アナベルさんに誓った、お父様、お母様を支えていく誓いは果たせなくなってしまった。
「私はアナベルさんの代わりではなくなるのですね。…いえ、元々代わりになどなれる訳がないんです」
「そんなことは…」
「もし私がアナベルさんだったら、子供を変えろと言われて応じましたか?」
両親の顔が青く陰った。お二人だってわかってる。応じられたのは、私だから。
「…今まで育てていただいたことに感謝します。ありがとうございました」
床にあった袋を手に取った。
ずっしりと重いけれど、思った通り上は金貨が入っていたものの、ほんの数枚。ほとんどは銅貨だ。
「伯父様は見栄っ張りですね」
私は金貨を除け、銅貨を数枚つまんでテーブルの上に残した。これくらいお見通しですよ、と答える代わりに。

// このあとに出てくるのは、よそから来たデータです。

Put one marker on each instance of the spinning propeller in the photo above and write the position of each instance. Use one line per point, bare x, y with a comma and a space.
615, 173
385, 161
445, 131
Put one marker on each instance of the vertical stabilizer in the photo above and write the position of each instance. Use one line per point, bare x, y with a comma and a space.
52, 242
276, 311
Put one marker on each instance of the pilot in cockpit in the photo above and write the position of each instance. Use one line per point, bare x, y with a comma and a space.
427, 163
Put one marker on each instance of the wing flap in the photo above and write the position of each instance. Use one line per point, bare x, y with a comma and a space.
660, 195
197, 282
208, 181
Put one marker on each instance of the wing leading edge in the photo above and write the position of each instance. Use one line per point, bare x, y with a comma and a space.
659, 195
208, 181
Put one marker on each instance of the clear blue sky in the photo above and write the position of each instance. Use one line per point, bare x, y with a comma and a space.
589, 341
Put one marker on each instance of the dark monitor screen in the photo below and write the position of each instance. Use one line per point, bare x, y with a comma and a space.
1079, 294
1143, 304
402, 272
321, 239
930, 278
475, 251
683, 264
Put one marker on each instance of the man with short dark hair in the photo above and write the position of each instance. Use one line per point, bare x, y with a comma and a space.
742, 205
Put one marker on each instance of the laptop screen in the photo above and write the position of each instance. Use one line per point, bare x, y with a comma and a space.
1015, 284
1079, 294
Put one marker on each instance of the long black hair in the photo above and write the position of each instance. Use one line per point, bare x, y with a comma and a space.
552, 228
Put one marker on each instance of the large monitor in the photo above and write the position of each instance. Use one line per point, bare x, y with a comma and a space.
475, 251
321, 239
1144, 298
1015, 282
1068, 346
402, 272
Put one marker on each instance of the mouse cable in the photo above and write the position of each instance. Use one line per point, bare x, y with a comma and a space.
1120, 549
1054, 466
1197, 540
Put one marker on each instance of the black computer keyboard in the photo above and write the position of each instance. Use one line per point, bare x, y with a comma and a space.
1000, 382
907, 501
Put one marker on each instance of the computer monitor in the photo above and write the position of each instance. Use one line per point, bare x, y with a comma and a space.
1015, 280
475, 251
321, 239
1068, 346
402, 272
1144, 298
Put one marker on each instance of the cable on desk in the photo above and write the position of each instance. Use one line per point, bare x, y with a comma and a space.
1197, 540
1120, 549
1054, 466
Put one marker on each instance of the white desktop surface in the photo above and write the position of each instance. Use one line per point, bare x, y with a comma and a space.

マリアベルさんを引き取ることになった両親、いえ子爵夫妻はきっとこれから大変だろう。どう見てもあの人は一筋縄ではいかず、田舎で大人しくしているとは思えない。だけどそれを選んだのは子爵夫妻。領を守るための選択だったのだから。
私が部屋から出て行った後、すすり泣いていた母の嗚咽が激しく響いた。